Our Story

     We met during Vocal Week at the Augusta Folk Music Camp in Elkins, WV, in August 1994.  We sat next to each other in Bob Franke's songwriting class.  Charles wrote a Country & Western style song about leaving the business he had formed and Barb wrote about dancing with a bald-headed guy (the original inspiration being another bald-headed guy but Charles soon became the one it was dedicated to).  We discovered we both like to waltz "aerobically" and first sailed across the dance floor together.

     Our timing never seemed to work after that--one of us was always unavailable while the other was ready to date--until Halloween 1996.  Charles dropped by Barb's house, in costume, just to say 'hi, let's at least be friends.'  Our first kiss happened six weeks later after seeing "First Contact" together.  We passed the relationship road test in March when we traveled to DC and Pittsburgh.  And we became engaged in June 1997.

     Barb was born and raised in Detroit, Michigan.  She went to the University of Michigan and, after graduation, became rooted (and I mean rooted!) in Ann Arbor where she worked as a registered nurse for eight years.  After spending three years at Pittsburgh Theological Seminary earning her Master of Divinity, Barb moved back to A2 and worked in Campus Ministry for four years.  She was ordained in March of 1997 and was the temporary pastor of Northside Presbyterian Church until June of 1998. 

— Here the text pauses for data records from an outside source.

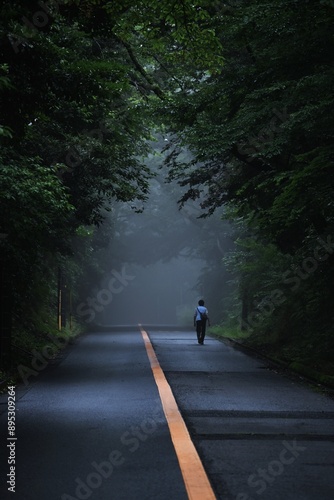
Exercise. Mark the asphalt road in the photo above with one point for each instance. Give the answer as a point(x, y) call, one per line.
point(92, 425)
point(261, 435)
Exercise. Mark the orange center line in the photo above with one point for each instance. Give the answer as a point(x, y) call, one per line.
point(195, 479)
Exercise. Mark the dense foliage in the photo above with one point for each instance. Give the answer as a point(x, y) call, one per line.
point(261, 134)
point(244, 86)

     Charles was born in Chester, PA and raised in New Jersey.  He graduated from Rensselaer Polytechnic Institute in Troy, New York, and began his first company, Aule-Tek, with an RPI professor.  His first move to Michigan brought him to Detroit in 1980 to do graduate work at Wayne State University.  In 1984, he created a computer conferencing software package called Caucus.  A world-wide-web form of Caucus is now the centerpiece of the company (http://caucuscare.com) that he helped grow.  His "dance gypsy" days (photo) were spent between NY and MI and he settled in A2 after meeting Barb (what a coincidence!).

 

The Dance -- Wendell Berry

I would have each couple turn,
join and unjoin, be lost
in the greater turning
of other couples, woven
in the circle of the dance,
the song of long time flowing

over them, so they may return,
turn again in to themselves
out of desire greater than their own
belonging to all, to each,
to the dance, and to the song
that moves them through the night.

What is fidelity?  To what
does it hold?  The point
of departure, or the turning road
that is departure and absence
and the way home?  What we are
and what were once

are far estranged.  For those
who would not change, time
is infidelity.  But we are married
until death, and are betrothed
to change.  By silence, so,
I learn my song.  I earn

my sunny fields by absence, once
and to come.  And I love you
as I love the dance that brings you
out of the multitude
in which you come and go.
Love changes, and in change is true.